As she is boarding the ferry, three policemen demand her passport and travel papers. “For a moment, I wished them and the passport under the waves!”
Still, she makes it on the boat, which is a “little old paddleboat of about 70 tons, with no accommodation but a single cabin on deck. She was as clean and trim as a yacht, and like a yacht, totally unfit for bad weather.”
You know, of course, what’s coming.
They set sail under a brisk northerly breeze, “which chopped round to the south-east, and by 11 blew a gale; the sea ran high, the steamer labored and shipped several heavy seas, much water entered the cabin, the captain came below every half-hour, tapped the barometer, sipped some tea, offered me a lump of sugar, and made a face and a gesture indicative of bad weather, and we were buffeted about mercilessly till 4 a.m., when heavy rain came on and the gale fell temporarily with it.”
Isabella is so impressed by the Captain’s calm stoicness in the face of rough seas that she’s convinced he could be a Briton.
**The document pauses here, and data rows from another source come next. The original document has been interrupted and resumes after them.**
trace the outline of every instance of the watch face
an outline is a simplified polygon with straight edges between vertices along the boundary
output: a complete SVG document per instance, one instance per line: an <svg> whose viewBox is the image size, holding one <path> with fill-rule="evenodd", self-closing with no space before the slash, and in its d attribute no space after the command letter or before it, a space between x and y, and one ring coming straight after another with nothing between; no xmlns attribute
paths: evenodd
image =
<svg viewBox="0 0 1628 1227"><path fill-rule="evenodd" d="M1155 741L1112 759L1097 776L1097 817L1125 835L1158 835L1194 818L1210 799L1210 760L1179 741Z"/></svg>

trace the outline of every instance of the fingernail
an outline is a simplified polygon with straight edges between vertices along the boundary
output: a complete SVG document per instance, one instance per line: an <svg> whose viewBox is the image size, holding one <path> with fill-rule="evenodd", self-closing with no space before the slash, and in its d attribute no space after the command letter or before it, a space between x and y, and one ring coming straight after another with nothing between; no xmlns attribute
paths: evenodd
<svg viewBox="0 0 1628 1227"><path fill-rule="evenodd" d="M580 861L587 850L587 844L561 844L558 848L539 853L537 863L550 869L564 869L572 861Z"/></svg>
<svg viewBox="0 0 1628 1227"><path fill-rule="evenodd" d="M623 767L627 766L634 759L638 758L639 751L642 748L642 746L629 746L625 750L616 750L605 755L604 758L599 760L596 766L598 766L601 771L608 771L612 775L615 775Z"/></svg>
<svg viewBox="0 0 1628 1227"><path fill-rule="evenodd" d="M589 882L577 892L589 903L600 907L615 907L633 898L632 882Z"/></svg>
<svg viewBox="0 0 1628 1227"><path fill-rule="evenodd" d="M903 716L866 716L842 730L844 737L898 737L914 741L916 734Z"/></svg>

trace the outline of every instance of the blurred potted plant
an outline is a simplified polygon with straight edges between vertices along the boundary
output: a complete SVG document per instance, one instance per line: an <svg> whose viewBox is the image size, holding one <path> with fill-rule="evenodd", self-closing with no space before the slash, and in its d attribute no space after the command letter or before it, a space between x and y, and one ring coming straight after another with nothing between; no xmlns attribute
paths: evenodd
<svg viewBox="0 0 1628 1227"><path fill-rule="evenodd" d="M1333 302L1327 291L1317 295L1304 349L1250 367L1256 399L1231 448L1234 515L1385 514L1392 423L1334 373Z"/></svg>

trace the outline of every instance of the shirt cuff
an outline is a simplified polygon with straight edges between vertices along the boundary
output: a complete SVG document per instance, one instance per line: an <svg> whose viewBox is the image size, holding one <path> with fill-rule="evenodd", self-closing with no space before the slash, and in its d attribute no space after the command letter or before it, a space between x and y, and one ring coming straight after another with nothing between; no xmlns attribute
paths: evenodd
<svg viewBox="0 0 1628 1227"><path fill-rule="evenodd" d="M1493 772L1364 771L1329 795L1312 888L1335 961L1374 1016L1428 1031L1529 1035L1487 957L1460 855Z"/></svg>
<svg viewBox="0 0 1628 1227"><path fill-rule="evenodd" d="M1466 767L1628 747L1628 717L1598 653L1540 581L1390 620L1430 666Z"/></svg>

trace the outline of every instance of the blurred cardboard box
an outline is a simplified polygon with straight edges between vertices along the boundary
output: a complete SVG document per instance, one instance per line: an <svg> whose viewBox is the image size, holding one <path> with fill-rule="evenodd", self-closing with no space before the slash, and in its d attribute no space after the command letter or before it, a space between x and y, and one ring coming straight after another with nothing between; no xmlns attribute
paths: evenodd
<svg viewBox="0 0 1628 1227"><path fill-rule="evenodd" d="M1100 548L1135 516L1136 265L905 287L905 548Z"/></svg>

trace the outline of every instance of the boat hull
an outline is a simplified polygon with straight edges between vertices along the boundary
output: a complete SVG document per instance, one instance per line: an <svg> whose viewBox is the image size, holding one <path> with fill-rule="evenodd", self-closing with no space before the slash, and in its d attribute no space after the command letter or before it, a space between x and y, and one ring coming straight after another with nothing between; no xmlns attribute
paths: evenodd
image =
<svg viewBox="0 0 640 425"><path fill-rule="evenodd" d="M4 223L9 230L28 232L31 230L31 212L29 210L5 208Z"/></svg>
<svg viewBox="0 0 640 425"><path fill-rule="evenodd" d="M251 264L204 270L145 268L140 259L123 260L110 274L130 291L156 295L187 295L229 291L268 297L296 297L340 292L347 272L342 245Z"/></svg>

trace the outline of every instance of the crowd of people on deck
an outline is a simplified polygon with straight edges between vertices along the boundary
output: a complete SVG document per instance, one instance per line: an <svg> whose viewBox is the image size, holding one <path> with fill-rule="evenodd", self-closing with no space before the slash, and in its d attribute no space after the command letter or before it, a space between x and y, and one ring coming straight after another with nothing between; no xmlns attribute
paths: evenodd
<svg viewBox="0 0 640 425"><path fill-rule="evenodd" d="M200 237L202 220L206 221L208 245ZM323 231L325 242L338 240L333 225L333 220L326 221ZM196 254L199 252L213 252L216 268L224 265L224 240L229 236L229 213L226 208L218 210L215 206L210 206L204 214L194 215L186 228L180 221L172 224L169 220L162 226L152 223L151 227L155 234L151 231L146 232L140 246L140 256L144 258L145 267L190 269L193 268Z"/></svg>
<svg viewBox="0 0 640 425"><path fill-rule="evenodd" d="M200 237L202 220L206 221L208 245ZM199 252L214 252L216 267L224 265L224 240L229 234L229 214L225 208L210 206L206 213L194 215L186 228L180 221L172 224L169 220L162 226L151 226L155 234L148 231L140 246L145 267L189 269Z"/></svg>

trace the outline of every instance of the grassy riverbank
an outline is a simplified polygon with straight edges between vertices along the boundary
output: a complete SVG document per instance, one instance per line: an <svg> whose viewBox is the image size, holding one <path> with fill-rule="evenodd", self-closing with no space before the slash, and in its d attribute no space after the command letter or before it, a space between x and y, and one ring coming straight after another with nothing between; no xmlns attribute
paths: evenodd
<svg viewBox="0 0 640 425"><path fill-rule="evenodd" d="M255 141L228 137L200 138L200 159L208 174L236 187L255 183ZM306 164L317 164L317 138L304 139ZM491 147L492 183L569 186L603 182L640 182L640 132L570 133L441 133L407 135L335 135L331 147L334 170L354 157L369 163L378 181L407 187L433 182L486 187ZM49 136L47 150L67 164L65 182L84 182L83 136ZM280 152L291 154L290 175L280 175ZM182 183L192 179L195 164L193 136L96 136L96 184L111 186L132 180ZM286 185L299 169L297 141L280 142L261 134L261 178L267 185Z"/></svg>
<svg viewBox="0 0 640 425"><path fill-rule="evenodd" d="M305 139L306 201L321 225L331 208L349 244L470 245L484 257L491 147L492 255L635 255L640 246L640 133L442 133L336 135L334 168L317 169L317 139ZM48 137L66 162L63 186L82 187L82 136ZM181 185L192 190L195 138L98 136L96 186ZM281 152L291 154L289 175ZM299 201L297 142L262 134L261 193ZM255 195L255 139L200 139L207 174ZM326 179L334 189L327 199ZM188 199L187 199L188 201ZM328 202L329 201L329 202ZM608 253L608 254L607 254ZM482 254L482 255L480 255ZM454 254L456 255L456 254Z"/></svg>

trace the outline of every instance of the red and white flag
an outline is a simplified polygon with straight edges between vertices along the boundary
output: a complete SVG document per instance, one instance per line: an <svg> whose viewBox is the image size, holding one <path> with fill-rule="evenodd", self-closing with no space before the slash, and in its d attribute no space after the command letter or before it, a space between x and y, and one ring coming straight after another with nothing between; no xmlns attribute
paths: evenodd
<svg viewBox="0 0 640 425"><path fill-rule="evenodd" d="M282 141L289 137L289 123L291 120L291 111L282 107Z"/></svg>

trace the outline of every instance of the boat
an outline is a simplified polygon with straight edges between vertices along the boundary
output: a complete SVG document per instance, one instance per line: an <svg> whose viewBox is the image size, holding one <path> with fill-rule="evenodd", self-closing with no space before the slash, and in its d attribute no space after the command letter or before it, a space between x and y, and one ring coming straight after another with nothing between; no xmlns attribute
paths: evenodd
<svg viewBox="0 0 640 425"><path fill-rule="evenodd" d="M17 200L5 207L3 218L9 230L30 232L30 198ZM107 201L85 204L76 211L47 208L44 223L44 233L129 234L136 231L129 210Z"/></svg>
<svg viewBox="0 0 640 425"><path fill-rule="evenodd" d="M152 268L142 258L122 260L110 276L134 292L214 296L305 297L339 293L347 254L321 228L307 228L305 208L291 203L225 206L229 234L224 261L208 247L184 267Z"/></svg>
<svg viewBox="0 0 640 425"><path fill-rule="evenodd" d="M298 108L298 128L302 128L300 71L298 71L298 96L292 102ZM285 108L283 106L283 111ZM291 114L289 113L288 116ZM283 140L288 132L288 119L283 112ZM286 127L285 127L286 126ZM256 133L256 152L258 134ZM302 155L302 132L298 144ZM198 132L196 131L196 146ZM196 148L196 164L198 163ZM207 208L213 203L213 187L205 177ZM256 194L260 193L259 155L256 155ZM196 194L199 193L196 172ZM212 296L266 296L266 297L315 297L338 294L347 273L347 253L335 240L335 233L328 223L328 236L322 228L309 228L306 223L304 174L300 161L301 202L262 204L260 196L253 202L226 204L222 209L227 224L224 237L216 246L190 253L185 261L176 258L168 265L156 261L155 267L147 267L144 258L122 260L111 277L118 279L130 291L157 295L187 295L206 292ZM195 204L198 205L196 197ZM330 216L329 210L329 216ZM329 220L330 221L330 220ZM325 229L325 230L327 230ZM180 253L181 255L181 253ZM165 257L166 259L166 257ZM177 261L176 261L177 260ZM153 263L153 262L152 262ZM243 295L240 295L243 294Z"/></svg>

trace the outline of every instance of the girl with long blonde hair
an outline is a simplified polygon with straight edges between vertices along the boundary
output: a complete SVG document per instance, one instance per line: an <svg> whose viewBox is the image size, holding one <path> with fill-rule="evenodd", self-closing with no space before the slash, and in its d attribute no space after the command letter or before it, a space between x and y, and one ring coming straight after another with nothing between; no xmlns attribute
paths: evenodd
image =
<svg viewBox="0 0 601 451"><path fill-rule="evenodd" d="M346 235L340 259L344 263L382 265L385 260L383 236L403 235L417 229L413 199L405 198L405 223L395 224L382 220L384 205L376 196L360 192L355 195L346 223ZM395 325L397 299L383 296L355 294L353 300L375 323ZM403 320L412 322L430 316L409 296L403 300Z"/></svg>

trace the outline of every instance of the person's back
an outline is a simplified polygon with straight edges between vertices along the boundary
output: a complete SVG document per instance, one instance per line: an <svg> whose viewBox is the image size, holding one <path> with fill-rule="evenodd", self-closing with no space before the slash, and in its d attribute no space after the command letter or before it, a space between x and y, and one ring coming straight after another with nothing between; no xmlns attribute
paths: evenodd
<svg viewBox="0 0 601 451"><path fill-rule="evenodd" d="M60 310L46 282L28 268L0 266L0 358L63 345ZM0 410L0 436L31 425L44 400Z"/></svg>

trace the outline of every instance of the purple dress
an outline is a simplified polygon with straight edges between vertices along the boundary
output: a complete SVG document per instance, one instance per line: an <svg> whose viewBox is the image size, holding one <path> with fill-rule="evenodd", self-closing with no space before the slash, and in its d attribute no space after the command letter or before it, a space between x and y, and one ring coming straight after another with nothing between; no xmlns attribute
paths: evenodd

After landfall and finding the house a British couple in Tokyo invited her to stay in once she made it to the north, Isabella is “unfit to enter a civilised dwelling; my clothes, besides being soaked, were coated and splashed with mud to the top of my hat; my gloves and boots were finished, my mud-splashed baggage was soaked with salt water; but I feel a somewhat legitimate triumph at having conquered all obstacles, and having accomplished more than I intended to accomplish when I left Yedo.”
Here she sings the praises of the northern ocean ***, enjoys being in a more English house that has doors that lock and a real bed, and settles in to read the 23 letters from home that have finally caught up with her.
* “I escaped with nothing worse than having my clothes soaked with water and mud, which as I had to keep them on all night, might have given me a cold, but did not.”
** also known as Hakodate (for our purposes, anyway)
*** this is how I know Isabella and I are sisters in spirit. I could not care less about warm beaches with their soft sand. Give me rocks and wind and cold with my ocean and let me wonder in its fierceness.